Most of our Kentucky readers have probably heard of Tesla Motors, the auto manufacture which produces electric vehicles and sells them directly to consumers rather than going through a dealer. At present, there are only several states which allow direct sales of Tesla vehicles. There are also several states where such sales are prohibited. In states where Tesla vehicles may not be sold, Tesla locations may only serve as showrooms. Kentucky is among the states where there are no Tesla locations.
Tesla has had a hard time getting its business model to really pick up, and recently announced that it would be selling $500 million worth of stock in an effort to raise money. The stock sale is primarily aimed at increasing the company’s showroom presence, as well as establishing more service centers and expanding its energy-storage business. Will the stock sale be successful?

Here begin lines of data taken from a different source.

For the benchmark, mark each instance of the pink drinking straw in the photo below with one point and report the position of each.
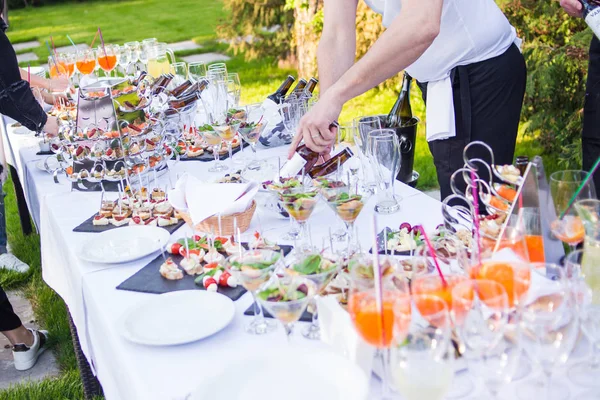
(476, 215)
(103, 47)
(435, 261)
(377, 279)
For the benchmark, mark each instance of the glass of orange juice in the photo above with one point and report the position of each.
(515, 277)
(563, 186)
(379, 321)
(86, 61)
(107, 57)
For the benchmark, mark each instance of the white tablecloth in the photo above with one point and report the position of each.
(130, 371)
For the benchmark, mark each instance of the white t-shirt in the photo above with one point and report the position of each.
(471, 31)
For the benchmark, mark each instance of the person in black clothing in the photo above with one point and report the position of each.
(17, 101)
(590, 136)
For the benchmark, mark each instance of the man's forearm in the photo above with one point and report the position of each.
(409, 36)
(334, 57)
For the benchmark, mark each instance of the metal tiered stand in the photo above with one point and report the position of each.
(531, 197)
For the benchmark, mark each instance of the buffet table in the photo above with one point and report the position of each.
(131, 371)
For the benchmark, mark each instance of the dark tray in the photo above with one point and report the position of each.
(306, 316)
(88, 226)
(381, 245)
(149, 280)
(207, 156)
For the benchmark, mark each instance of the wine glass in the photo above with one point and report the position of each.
(286, 298)
(563, 186)
(383, 149)
(107, 58)
(179, 70)
(251, 129)
(422, 362)
(252, 269)
(585, 281)
(480, 313)
(300, 204)
(213, 139)
(320, 268)
(550, 330)
(234, 87)
(379, 321)
(196, 71)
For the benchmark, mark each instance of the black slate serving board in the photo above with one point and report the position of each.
(88, 226)
(149, 280)
(306, 316)
(381, 237)
(208, 156)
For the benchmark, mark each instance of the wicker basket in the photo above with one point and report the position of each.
(212, 224)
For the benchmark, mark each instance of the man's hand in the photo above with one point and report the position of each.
(572, 7)
(315, 128)
(51, 127)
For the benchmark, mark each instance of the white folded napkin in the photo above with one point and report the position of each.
(203, 200)
(338, 331)
(440, 110)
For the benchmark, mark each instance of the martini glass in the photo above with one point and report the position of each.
(227, 130)
(213, 139)
(347, 202)
(320, 268)
(300, 204)
(286, 298)
(252, 269)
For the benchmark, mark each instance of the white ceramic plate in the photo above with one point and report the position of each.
(290, 375)
(124, 244)
(177, 318)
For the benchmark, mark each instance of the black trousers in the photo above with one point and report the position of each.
(590, 137)
(488, 97)
(8, 319)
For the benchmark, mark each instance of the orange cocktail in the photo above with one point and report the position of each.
(107, 62)
(514, 277)
(569, 230)
(432, 285)
(535, 248)
(86, 67)
(369, 321)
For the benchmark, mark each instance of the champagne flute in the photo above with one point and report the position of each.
(383, 149)
(563, 186)
(379, 321)
(124, 58)
(252, 269)
(251, 129)
(107, 58)
(423, 361)
(550, 330)
(585, 281)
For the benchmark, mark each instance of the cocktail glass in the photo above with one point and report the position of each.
(286, 298)
(320, 268)
(252, 269)
(300, 204)
(563, 186)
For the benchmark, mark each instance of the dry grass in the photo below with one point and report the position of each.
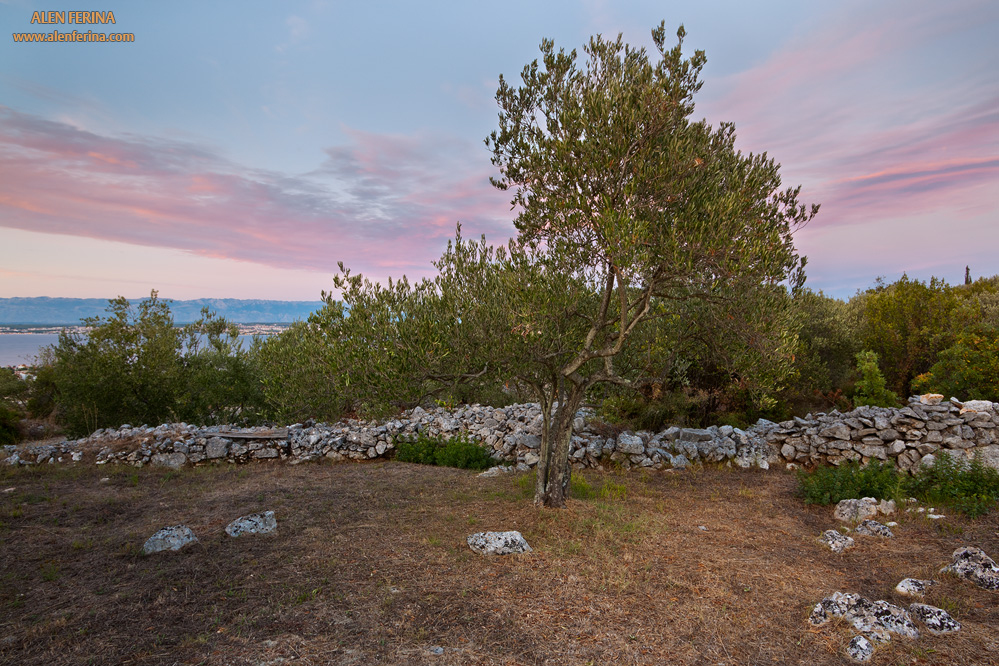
(370, 567)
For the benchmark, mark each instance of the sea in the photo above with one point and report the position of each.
(21, 348)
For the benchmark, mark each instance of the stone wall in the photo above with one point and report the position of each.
(906, 436)
(909, 436)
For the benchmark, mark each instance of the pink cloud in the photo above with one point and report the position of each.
(840, 109)
(379, 202)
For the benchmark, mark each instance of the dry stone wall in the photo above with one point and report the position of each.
(907, 436)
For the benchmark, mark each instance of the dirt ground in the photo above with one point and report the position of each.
(370, 566)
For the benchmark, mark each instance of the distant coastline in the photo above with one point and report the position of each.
(30, 329)
(53, 314)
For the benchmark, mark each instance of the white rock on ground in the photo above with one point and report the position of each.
(255, 523)
(860, 649)
(836, 541)
(937, 620)
(913, 587)
(169, 538)
(498, 543)
(974, 565)
(876, 619)
(874, 528)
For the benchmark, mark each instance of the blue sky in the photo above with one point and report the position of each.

The success of any stock sale depends on the circumstances in which a company finds itself. One of the risks that has to be taken into consideration is stock dilution. In Tesla’s case, experts have said that the company is able to raise money through stock sales without significant dilution—current investors in Tesla stock are expected to experience a 1.6 percent decrease in value.
For Tesla, the situation is rather good, given that standard accounting shows the company is not expected to actually make a profit until 2020 by ordinary accounting calculations. Much of the situation is dictated by investor optimism in Tesla products. After the announcement was made, Tesla shares rose by 1.8 percent.
With stock sales, it is always important for businesses to consider tax ramifications.